Spenden
Doctoral Thesis, Technische Universität Berlin

Energy sufficiency potentials and policy instruments

Sufficiency aims to achieve a state in which overconsumption and overproduction are reduced to ensure that ecological limits are not exceeded, while underconsumption is also reduced to provide an adequate social foundation for everyone. Due to its potential to enable the achievement of several ecological and social goals, sufficiency is labelled a 'multi-solving strategy'. This thesis focuses on the potential of sufficiency to reduce greenhouse gas emissions and limit energy consumption. For sufficiency to contribute as much as possible to achieving these goals, it must extend beyond individual behavioural changes and lifestyle issues. Only politically designed framework conditions, such as infrastructure and incentives, can ensure a reliable transition towards sustainable energy and resource use on a large scale within society and the economy, thereby changing social practices. However, the current framework conditions are not oriented towards sufficiency, and only a few examples of ambitious sufficiency policy instruments have been implemented to date. This thesis concentrates on the intersection of energy sufficiency potentials and policy instruments.

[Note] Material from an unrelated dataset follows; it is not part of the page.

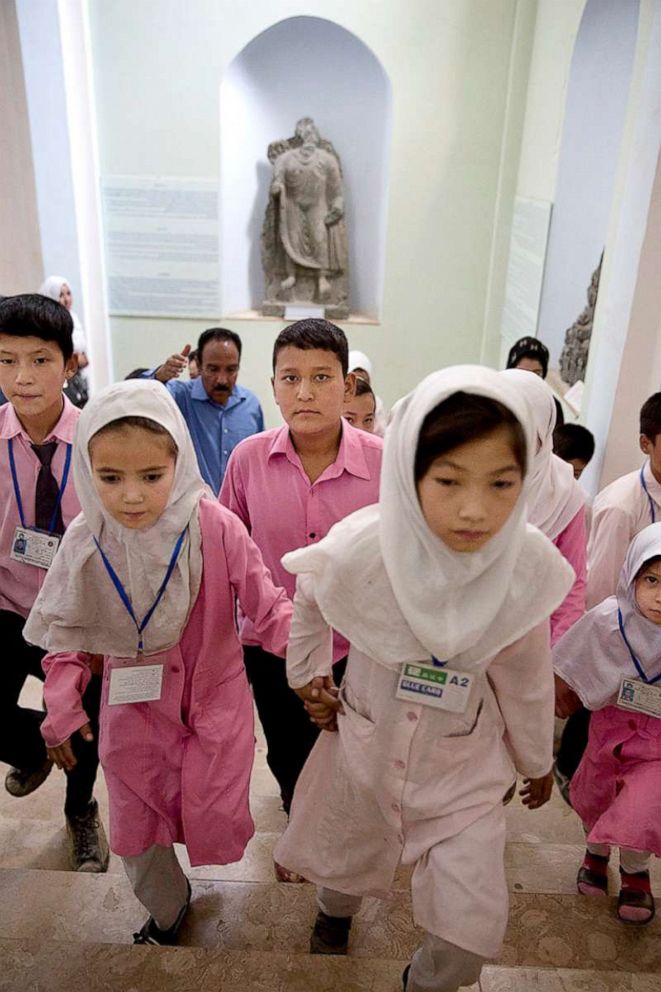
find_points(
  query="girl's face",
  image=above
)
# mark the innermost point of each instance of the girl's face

Firstly, quantitative sufficiency saving potentials are required at the level of energy services and explicit saving measures in order to integrate sufficiency in models and scenarios. These guide policy-making, but are currently strongly biased towards energy-intensive variants. Secondly, a systematic inventory and analysis of sufficiency policy instruments are required to assess the current state of sufficiency in politics, to explore the variety of proposed instruments and to compare the feasibility of those already implemented, planned or proposed. The overarching research question of this dissertation is: ‘What are potentials of sufficiency to reduce energy demand directly and indirectly and what instruments can be used to implement it politically?’. This thesis contributes to answering this overarching research question on the basis of five individual research questions, each of which is answered in a separate research article. The methods applied span systematic literature reviews, text coding, data extraction, categorisation, harmonisation and clustering, and impact chain analyses based on expert consultations, as well as the design and set-up of different databases. These methods address a major gap in research, namely the lack of structured evidence of sufficiency potentials and policy instruments.

The key results with a view to sufficiency potentials are that, according to scenario studies, the food sector has the greatest relative potential for reducing energy service levels (-60 %) with regard to the key indicators 'meat consumption per capita per day' and 'food waste per capita per year'. The systematic literature review shows that measures lowering per capita floor area have the highest absolute saving potential, with an estimated reduction in energy consumption of up to 150 TWh/a. Data gaps on quantified saving potentials were identified for regional economies, local production, product labelling, and specific saving potentials in the mobility, industry/production, and food sectors. With regard to sufficiency policy instruments, the main finding is that these instruments have played a minor role in the decarbonisation policies of EU Member States to date, but they enjoy high approval rates and are frequently recommended, particularly regulatory instruments, by Citizen Assemblies with well-informed participants. A comparison of the National Energy and Climate Plans (NECPs) of eight EU Member States with the climate change recommendations of their Citizen Assemblies (CAs) revealed that the CAs' recommendations have a sufficiency share of 39 %, whereas the NECPs' sufficiency share is significantly lower at an average of 8 %. In terms of feasibility, the results with a view to individual policy instruments are highly specific.

At the policy target level, the two strategies 'promotion of active modes' and 'reduce motorised individual transport' pose the fewest risks because they are often not costly, labour-intensive or material-intensive. This dissertation advances the research field by providing a comprehensive and comparative view of sufficiency policy options. It achieves this by combining quantified sufficiency potentials with analyses of existing, planned, and proposed policy instruments, and by assessing their feasibility. The structured and harmonised data provided by the sufficiency saving potentials and sufficiency policy instrument data collections – the first systematic collections in their field – makes this knowledge visible and usable.